Yukinari tidak berkata apa-apa, lalu menghela nafas panjang.
Tuhan. Seekor hewan peliharaan. Tidak masalah. Apa yang mereka katakan lebih bergema di hatinya dibandingkan seruan apa pun tentang “kebaikan kota” atau “kebaikan rakyat”. Dan sebagainya…
“…Baiklah.”
Fiona dan Berta saling memandang dengan heran, wajah mereka bersinar.
Dia menindaklanjutinya dengan upaya lemah untuk berdalih: “Saya hanya berpikir saya tidak bisa menyeret Dasa ke seluruh ciptaan selamanya.” Kemudian dia menoleh ke rekannya saat dia menyadari tatapan tajamnya. “Emm…?”
“Yuki,” kata Dasa dengan cemberut. “Aku tahu… kamu adalah… seorang penggoda wanita.”
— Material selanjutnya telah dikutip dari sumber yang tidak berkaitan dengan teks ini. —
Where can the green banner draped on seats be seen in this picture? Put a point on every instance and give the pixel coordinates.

“Hei, semua hal tentang menawarkan diri atau apa pun, itu kata-kata mereka, bukan kata-kataku.”
Dasa melingkarkan kedua tangannya di lengan kiri Yukinari, diam.
“Dasa?”
“Tapi aku ingin kamu bisa bebas, Yuki.” Dia melihat kakinya saat dia berbicara. “Jangan… terbebani dengan janjimu… pada adikku.”
“Dasa…”
“Kalau tidak, aku pasti akan…”
Tentunya apa? dia bertanya-tanya. Tapi dia tidak menyelesaikan kalimatnya, hanya mempererat cengkeramannya di lengannya. Dia menghela napas dan meletakkan tangannya di rambut peraknya.
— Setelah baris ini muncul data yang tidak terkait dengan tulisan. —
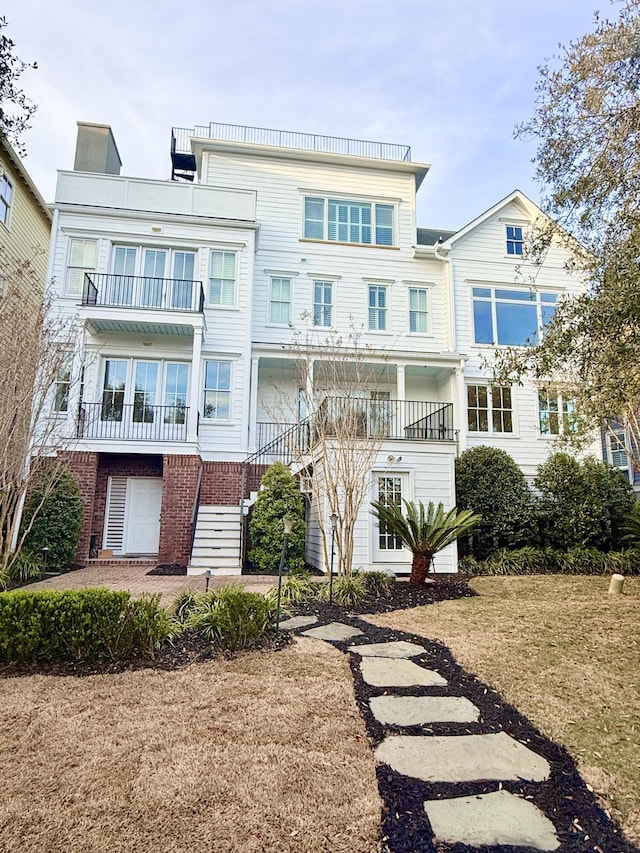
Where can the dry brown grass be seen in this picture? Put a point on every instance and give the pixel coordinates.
(266, 752)
(567, 655)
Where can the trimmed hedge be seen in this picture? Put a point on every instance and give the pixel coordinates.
(50, 626)
(547, 561)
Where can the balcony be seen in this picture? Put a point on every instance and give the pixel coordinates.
(351, 418)
(116, 421)
(142, 304)
(181, 136)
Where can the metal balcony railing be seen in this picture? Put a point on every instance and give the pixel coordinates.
(112, 419)
(181, 136)
(395, 419)
(354, 418)
(132, 291)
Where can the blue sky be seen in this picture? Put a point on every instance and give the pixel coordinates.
(450, 80)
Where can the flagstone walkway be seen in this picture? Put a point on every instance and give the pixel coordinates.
(456, 769)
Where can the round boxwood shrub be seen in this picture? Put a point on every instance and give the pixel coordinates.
(582, 504)
(54, 512)
(490, 483)
(279, 496)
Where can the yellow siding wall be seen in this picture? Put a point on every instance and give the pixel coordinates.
(27, 234)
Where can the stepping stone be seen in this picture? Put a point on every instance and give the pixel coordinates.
(298, 622)
(399, 649)
(499, 818)
(384, 672)
(417, 710)
(333, 632)
(462, 758)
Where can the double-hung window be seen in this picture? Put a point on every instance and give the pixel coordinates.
(556, 413)
(62, 386)
(489, 409)
(418, 310)
(82, 259)
(349, 221)
(511, 317)
(222, 279)
(6, 198)
(515, 240)
(377, 307)
(217, 390)
(322, 303)
(280, 302)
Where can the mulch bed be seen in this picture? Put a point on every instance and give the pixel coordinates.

Hal ini sepertinya mendorong Fiona dan Berta untuk mulai mendiskusikan semacam keteraturan di antara mereka.
“Jadi menurutku itu berarti mulai malam ini, kita bisa bergiliran di kamar Yukinari?”
“Oh! Kalau begitu, aku—”
“Hei, kamu,” katanya. “Lebih baik hentikan itu, atau percakapan ini akan segera berakhir.”
“Kamu pikir?”
“Oh, menurutku tidak. Aku tahu.”
Fiona memiringkan kepalanya dengan rasa ingin tahu. “Apakah itu perintahmu, sebagai dewa?”
“Ya saya kira. Aku memerintahkanmu, sebagai dewa negeri ini—hentikan pembicaraan itu untuk saat ini.”
Yukinari mengeluarkan kata-kata itu sambil menghela nafas, sangat menyadari Dasa, tatapannya dengan cepat menjadi gelap, di sampingnya.